Por Scott O. Lilienfeld e Hal Arkowitz
É comum ver crianças (e também adultos) colecionar moedas, bonecas, figurinhas, roupas e uma infinidade de outros itens. Não raro as pessoas se apegam tanto a seus pertences que passam a considerá-los extensões de si mesmas, apegando-se demasiadamente a eles.
Em raros casos, o hábito de reunir e manter coisas chega a situações extremas, nada saudáveis, caracterizando-se como um distúrbio de acumulação, ainda pouco compreendido pela ciência. Muitos pesquisadores acreditam que a patologia seja variante do transtorno obsessivo-compulsivo (TOC), mas não há confirmação dessa hipótese. Estudos mais recentes sugerem que o distúrbio resulte de uma desregulação da tendência adaptativa de manter recursos para sobrevivência.
Sigmund Freud considerava a acumulação um sintoma relacionado à fase anal, decorrente, entre outras coisas, do “treinamento do banheiro” (fase em que a criança deixa as fraldas) excessivamente rígido. De fato, essa hipótese embasada no desenvolvimento psicossexual oferece pistas preciosas para entender o funcionamento psíquico do acumulador. Mas também é possível considerar a questão sob outras ópticas – que de forma alguma refutam a argumentação psicanalítica, mas podem complementá-la.
Na década de 90, o problema começou a ser reconhecido como um distúrbio clínico grave. O psicólogo Randy O. Frost, da Smith College, foi um dos primeiros a desenvolver pesquisas sobre o tema.
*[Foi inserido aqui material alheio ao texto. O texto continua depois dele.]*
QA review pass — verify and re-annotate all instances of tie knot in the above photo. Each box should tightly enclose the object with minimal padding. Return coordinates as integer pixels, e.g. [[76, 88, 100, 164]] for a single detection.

O assunto foi popularizado por documentários e reality shows americanos, como Hoarders, Clean house e Hoarding: buried alive, exibidos no Brasil como Cada coisa em seu lugar e Acumuladores no canal por assinatura Discovery Home & Health.
Até recentemente, muitos profissionais de saúde mental consideravam a acumulação patológica um subtipo do TOC, ou seja, uma espécie de compulsão: atos repetidos ou rituais para tentar dissipar a ansiedade, como verificar o fogão excessivamente para se certificar de que está desligado. No entanto, de acordo com um estudo feito em 2010 pelo psicólogo David Mataix-Cols, do Kings College London, mais de 80% das pessoas que acumulam objetos não satisfazem os critérios do TOC, como ter obsessões (pensamentos, imagens e impulsos recorrentes ou intrusivos). Além disso, a tendência à acumulação geralmente é comum em pessoas mais pobres, mais idosas e propensas a transtornos de humor e ansiedade, em comparação aos pacientes com TOC. Apresentam ainda uma característica marcante: raramente se dão conta do problema que enfrentam.
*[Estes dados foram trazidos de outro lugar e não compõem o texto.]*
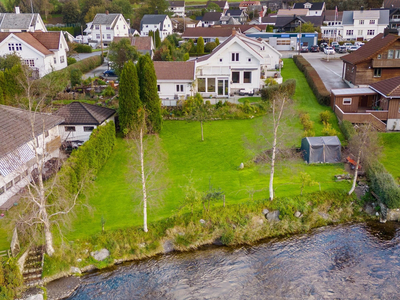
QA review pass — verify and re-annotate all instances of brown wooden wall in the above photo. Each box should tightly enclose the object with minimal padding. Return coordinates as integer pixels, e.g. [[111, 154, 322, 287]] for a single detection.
[[388, 99, 400, 119]]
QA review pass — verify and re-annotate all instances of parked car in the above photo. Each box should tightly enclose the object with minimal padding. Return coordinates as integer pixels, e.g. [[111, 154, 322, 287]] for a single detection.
[[103, 69, 117, 77], [347, 46, 359, 52], [324, 47, 335, 55], [300, 46, 308, 53], [338, 46, 347, 53]]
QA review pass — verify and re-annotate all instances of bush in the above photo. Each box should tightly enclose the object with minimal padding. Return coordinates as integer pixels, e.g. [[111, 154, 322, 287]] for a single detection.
[[67, 57, 76, 66], [319, 110, 331, 124], [75, 44, 92, 53], [368, 161, 400, 209], [293, 55, 331, 106], [339, 121, 356, 140]]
De acordo com o Manual diagnóstico e estatístico de transtornos mentais (DSM-5), da Associação Americana de Psiquiatria, o transtorno é caracterizado por dificuldades extremas e duradouras de se desfazer de bens, mesmo que não tenham nenhum valor tangível. Pessoas com o problema enfrentam fortes impulsos para reter objetos ou se tornam extremamente ansiosas ao pensar em jogá-los fora. A casa ou o local de trabalho são tão desorganizados que o espaço se torna inutilizado, uma situação que pode deflagrar intensa angústia e prejudicar seriamente as atividades cotidianas. No entanto, antes de diagnosticar o distúrbio é preciso excluir condições médicas que podem levar a comportamentos similares. Em um estudo de 1998, o psiquiatra Jen-Ping Hwang e seus colegas do Hospital Geral de Veteranos de Taipé, constataram que 23% de pacientes com demência exibem comportamento clinicamente significativo de acumulação.
O distúrbio afeta homens e mulheres na mesma medida e atinge entre 2% e 5% da população, o que o torna mais prevalente que a esquizofrenia, por exemplo. Pessoas com o transtorno costumam ajuntar livros, revistas, jornais e até enormes quantidades de roupas que nunca são retiradas da embalagem. Embora raros, há também registros de acúmulo de animais. Em 2010, policiais encontraram mais de 150 gatos em uma casa na cidade de Powell, em Wyoming. No Brasil, uma família em Santa Cruz do Rio Pardo, São Paulo, foi processada pelos vizinhos por manter 44 animais dentro de casa, sendo que a lei permite, no máximo, dez. Esse tipo de acumulador tende a sofrer mais prejuízos psicológicos e a viver em condições bastante precárias.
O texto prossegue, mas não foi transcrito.